Women often can no longer organize against our oppression in women-only
groups without being pilloried with charges of transphobia. But, as a UKbased
radical feminist “Fire in My Belly” wrote in her blog, “Radical feminists
recognise that an individual’s ‘gender identity’ cannot, in a fair society, be
allowed to ride roughshod over biological sex, which cannot be changed.”5
We do not view traditional sex/gender roles as natural or permanent. In fact,
criticizing these “roles” is valid and necessary for women’s liberation. Radical
feminist analysis and activism focus on unequal power relations between men
and women under male supremacy, with real, material benefits going to the
oppressor group (men) at the expense of the oppressed group (women).
The system of male supremacy comes down hard on non-conforming men and
women, as movingly described online by members of the trans community.
While switching gender identity may alleviate some problems on an individual
level, it is not a political solution. Furthermore, a strong case can be made that
it undermines a solution for all, even for the transitioning person, by embracing
and reinforcing the cultural, economic and political tracking of “gender” rather
than challenging it. Transitioning is a deeply personal issue associated with a
lot of pain for many people but it is not a feminist strategy or even individual
feminist stance. Transitioning, by itself, does not aid in the fight for equal
power between the sexes.

There will have to be many advances in science and technology before the
bodies of female humans will no longer be needed for the complicated
and dangerous jobs of supplying eggs and gestating and bearing ongoing
generations to carry on the work of the world. There will also, no doubt, be
struggles to ensure that women are not oppressed in new ways under these
new circumstances.

Not all feminists agree that ‘gender’ should be done away with, nor do
we agree with one another on pornography or prostitution or a radical
transformation of our economy or a number of other issues. But our movement
has a history of airing serious differences in speeches and distributed position
papers, not in physical attacks, threats of bodily harm and censorship of such
analyses. DGR and RadFem stood up for the right to think, speak and write
freely on the question of gender.

Although we may not be in total agreement with DGR’s analysis of gender, we
welcome it as an important contribution to radical feminism and commend
the courage it has taken to stand against the threats and attacks it brought
upon them. We defend the right of RadFem to exclude men, including M>F
trans people, from their feminist meetings and to invite speakers who analyze
gender from a feminist perspective. We also commend CounterPunch online
for publishing the DGR material, which brought similar attacks for transphobia
upon them, including from Jacobin magazine online.

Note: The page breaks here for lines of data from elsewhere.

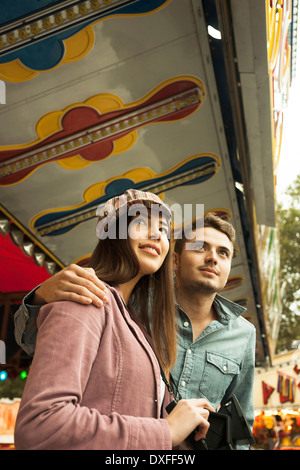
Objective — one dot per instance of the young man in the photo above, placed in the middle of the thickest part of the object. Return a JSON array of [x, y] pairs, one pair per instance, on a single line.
[[216, 345]]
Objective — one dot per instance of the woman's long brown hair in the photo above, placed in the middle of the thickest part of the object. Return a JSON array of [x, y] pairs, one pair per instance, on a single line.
[[115, 262]]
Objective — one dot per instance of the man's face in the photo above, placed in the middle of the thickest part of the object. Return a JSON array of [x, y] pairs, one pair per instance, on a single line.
[[205, 269]]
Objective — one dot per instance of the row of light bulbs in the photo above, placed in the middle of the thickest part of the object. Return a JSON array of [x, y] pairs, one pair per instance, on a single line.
[[53, 18], [28, 247]]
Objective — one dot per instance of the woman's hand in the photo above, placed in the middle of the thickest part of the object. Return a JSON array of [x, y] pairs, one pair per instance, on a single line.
[[187, 416], [72, 283]]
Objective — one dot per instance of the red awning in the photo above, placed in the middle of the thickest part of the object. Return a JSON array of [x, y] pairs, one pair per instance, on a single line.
[[18, 272]]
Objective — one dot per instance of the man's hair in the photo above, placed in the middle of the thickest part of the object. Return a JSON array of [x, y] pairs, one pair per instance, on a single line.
[[209, 220]]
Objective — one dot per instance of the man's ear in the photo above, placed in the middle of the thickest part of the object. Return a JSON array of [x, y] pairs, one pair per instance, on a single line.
[[175, 257]]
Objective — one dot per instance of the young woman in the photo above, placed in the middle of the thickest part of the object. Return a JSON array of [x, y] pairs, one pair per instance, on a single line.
[[96, 377]]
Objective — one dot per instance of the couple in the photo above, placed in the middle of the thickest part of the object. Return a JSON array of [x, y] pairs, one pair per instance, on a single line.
[[98, 380]]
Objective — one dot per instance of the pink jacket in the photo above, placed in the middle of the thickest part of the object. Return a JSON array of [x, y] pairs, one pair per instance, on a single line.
[[94, 382]]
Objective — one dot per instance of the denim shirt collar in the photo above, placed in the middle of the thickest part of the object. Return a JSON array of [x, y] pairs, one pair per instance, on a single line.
[[226, 309]]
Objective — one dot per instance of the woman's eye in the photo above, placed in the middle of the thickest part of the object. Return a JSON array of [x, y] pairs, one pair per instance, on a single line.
[[223, 253], [164, 230]]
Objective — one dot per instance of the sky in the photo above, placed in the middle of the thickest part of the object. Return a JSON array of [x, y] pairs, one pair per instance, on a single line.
[[289, 163]]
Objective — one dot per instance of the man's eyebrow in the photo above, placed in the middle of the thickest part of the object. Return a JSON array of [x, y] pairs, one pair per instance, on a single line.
[[220, 247], [225, 248]]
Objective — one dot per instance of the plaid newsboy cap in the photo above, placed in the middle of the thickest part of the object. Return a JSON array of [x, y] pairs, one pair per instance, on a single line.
[[111, 209]]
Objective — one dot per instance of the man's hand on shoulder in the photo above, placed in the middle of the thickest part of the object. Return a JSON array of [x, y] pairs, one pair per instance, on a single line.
[[72, 283]]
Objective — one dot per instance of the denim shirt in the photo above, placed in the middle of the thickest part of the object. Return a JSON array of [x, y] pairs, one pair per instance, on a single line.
[[220, 362]]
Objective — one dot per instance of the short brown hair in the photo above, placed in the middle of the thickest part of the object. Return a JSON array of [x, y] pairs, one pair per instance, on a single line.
[[210, 220]]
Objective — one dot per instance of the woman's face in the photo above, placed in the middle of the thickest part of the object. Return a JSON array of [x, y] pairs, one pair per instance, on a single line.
[[149, 238]]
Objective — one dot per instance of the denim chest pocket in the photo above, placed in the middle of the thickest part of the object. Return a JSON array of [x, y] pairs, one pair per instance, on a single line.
[[219, 371]]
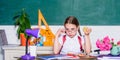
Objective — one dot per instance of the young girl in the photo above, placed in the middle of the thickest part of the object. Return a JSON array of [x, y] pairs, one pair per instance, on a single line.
[[68, 40]]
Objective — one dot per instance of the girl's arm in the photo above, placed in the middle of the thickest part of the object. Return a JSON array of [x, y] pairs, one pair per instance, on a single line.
[[57, 45]]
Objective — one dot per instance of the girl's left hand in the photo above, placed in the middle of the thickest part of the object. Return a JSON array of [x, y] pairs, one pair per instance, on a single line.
[[87, 30]]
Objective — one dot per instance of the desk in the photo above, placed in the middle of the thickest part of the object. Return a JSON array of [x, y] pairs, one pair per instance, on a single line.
[[11, 51]]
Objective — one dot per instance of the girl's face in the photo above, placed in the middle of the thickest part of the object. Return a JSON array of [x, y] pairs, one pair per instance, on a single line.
[[71, 30]]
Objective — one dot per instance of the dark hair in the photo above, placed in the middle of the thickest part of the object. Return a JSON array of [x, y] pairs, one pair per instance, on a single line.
[[73, 20]]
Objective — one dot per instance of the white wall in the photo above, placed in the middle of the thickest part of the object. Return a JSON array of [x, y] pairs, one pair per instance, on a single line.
[[97, 32]]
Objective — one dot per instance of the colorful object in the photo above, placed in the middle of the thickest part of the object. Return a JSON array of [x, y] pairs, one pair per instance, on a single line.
[[45, 32], [32, 32], [35, 32], [85, 29], [27, 57], [104, 44], [115, 50], [22, 39]]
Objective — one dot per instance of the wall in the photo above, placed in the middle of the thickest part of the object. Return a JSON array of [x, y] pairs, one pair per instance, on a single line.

We look forward to freedom from gender. The “freedom for gender”
movement, whatever the intentions of its supporters, is reinforcing the culture
and institutions of gender that are oppressing women. We reject the notion
that this analysis is transphobic. We uphold the radical feminist principle that
women are oppressed by male supremacy in both its individual and institutional
forms. We continue to support the radical feminist strategy of organizing an
independent power base and speaking the basic truths of our experience out of
earshot of the oppressor. We hold these principles and strategies essential for
advancing toward women’s liberation.


Initiated by Carol Hanisch (NY), Kathy Scarbrough (NJ), Ti-Grace Atkinson (MA), and Kathie Sarachild (NY)

Also signed by Roberta Salper (MA), Marjorie Kramer (VT), Jean Golden (MI), Marisa Figueiredo (MA), Maureen Nappi (NY), Sonia Jaffe Robbins (NY), Tobe Levin (Germany), Marge Piercy (MA), Barbara Leon (CA), Anne Forer (AZ), Anselma Dell’Olio (Italy), Carla Lesh (NY), Laura X (CA), Gabrielle Tree (Canada), Christine Delphy (France), Pam Martens (FL), Nellie Hester Bailey (NY), Colette Price (NY), Candi Churchhill (FL), Peggy Powell Dobbins (GA), Annie Tummino (NY), Margo Jefferson (NY), Jennifer Sunderland (NY), Michele Wallace (NJ), Allison Guttu (NY), Sheila Michaels (MO), Carol Giardina (NY), Nicole Hardin (FL), Merle Hoffman (NY), Linda Stein (NY), Margaret Stern (NY), Faith Ringgold (NJ), Joanne Steele (NY)



solanas arrest

From “The (dis)appearance of Up Your Ass: Valerie Solanas as abject revolutionary” by Desiree D. Rowe, Rethinking History, Volume 17, 2013



After I presented an early version of this paper at a national academic conference,

a woman approached me. She1 said that she had seen the very last performance

of a work by Valerie Solanas – a performance I had just mentioned – at that

moment I disliked her. My dislike was rooted in envy, to be sure. Envy of her

experience of seeing Up Your Ass staged in a tiny theater space in New York City.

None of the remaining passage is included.